Selain itu, patriarki masih bisa dilihat dalam pengambilan keputusan pada musyawarah adat yang hanya dihadiri oleh kaum laki-laki saja dan perempuan sisa menunggu hasil keputusan. Seperti Ina Bobo (Ibu Magi) yang tidak bisa berbuat banyak untuk membantu Magi karena ia harus menyetujui dan mendukung keputusan Ama Bobo. Hal ini cenderung membuat perempuan tidak mampu mengembangkan potensi dan pemikiran di ruang publik.

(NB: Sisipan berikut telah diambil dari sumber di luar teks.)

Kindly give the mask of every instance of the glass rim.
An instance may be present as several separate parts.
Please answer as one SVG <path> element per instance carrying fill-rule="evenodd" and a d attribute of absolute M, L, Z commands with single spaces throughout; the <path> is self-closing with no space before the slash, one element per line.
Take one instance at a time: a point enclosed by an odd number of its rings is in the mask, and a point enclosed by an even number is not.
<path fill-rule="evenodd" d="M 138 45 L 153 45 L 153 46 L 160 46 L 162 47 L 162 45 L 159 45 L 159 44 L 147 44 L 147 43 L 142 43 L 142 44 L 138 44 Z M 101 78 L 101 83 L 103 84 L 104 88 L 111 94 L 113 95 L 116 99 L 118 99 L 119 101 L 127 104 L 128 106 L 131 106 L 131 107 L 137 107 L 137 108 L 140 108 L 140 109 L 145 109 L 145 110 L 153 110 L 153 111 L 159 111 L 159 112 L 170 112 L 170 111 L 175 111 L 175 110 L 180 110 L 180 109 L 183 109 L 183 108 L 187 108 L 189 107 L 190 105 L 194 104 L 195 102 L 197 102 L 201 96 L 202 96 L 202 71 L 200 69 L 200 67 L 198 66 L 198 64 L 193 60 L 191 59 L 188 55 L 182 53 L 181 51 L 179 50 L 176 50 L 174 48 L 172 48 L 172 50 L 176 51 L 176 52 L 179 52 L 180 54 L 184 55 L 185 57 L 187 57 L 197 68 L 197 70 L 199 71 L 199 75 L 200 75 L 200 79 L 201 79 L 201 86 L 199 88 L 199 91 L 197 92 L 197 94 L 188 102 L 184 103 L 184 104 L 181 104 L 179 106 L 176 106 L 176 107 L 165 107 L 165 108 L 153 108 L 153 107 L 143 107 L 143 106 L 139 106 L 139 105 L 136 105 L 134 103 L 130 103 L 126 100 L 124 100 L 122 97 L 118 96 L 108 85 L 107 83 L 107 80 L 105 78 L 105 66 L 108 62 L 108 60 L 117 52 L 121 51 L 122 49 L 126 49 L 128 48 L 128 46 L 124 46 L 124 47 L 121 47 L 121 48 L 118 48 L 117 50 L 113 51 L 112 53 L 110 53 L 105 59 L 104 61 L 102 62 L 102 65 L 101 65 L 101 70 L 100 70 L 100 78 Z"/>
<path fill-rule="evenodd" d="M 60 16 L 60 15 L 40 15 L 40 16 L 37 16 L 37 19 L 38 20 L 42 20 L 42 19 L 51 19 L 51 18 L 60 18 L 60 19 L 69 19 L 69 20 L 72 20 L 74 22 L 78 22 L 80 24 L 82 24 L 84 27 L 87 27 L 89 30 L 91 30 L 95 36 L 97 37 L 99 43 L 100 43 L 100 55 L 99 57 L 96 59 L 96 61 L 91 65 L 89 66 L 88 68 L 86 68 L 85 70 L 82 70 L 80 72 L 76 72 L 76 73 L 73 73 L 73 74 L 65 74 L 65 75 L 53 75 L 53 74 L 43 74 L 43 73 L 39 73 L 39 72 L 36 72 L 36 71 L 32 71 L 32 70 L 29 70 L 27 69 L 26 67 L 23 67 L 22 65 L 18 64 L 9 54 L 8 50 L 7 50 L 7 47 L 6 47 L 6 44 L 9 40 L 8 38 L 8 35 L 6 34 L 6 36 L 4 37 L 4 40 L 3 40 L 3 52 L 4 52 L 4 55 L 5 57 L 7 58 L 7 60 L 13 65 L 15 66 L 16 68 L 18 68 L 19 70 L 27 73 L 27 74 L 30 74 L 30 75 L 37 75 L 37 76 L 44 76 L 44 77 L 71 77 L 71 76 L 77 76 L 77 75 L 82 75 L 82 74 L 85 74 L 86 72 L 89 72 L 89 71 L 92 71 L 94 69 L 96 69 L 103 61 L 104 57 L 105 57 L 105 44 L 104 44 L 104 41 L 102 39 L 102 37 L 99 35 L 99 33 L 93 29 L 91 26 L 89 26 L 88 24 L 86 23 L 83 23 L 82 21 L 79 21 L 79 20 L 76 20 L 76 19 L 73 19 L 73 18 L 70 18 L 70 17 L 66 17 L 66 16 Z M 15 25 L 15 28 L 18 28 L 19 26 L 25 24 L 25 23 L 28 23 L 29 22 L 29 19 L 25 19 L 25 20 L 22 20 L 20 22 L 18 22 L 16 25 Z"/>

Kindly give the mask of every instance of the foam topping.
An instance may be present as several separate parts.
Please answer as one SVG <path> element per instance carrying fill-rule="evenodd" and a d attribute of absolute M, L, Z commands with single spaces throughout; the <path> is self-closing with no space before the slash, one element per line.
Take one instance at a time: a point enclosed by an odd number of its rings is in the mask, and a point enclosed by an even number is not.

Tidak hanya itu saja, sistem patriarki juga digambarkan lewat denah rumah di Sumba. Di mana ada terdapat pintu laki-laki yang terletak di depan dan hanya boleh dilewati oleh laki laki begitu pun dengan pintu perempuan yang terletak di samping dan berdekatan dengan dapur.
Dalam sistem masyarakat seperti ini, semakin melanggengkan perempuan sebagai kelompok rentan yang kerap mengalami kekerasan seperti dikutip dari Pos Kupang bahwa kasus kekerasan terhadap perempuan dan anak di Sumba Timur terus mengalami peningkatan. Sejak tahun 2021 terdapat 63 kasus kekerasan terhadap perempuan dan anak, lalu di tahun berikutnya terjadi peningkatan sebanyak 128 kasus. Pada dua tahun ini menunjukkan persentase peningkatan kasus kekerasan.
Kekerasan ini tidak dapat dihindarkan ketika budaya patriarki masih begitu melekat. Kasus seperti itu juga digambarkan Dian Purnomo pada mantan istri Leba Ali yang sering mengalami kekerasan oleh Leba Ali. Hingga memutuskan untuk meninggalkan Leba Ali. Magi pun ketika diperkosa oleh Leba Ali bukannya dipandang sebagai korban, ia malah dipaksa untuk segera menikah dengan pria tersebut.
Kawin culik ataupun kawin tangkap yang dialami Magi ini merupakan sebuah praktik pemaksaan pekawinan yang dibalut dengan adat. Pemaksaan yang muncul menjadi bentuk kekerasan dan pelecehan pada perempuan. Di mana hak-haknya direnggut, sebagaimana perempuan harus tunduk pada aturan dalam masyarakat.
Budaya kawin culik ini pun perlahan berubah tergerus oleh zaman. Kawin culik yang diperuntukkan pada awalnya untuk hal tertentu, kini telah banyak disalahgunakan oleh orang-orang yang memiliki kepentingan dan adanya relasi kuasa.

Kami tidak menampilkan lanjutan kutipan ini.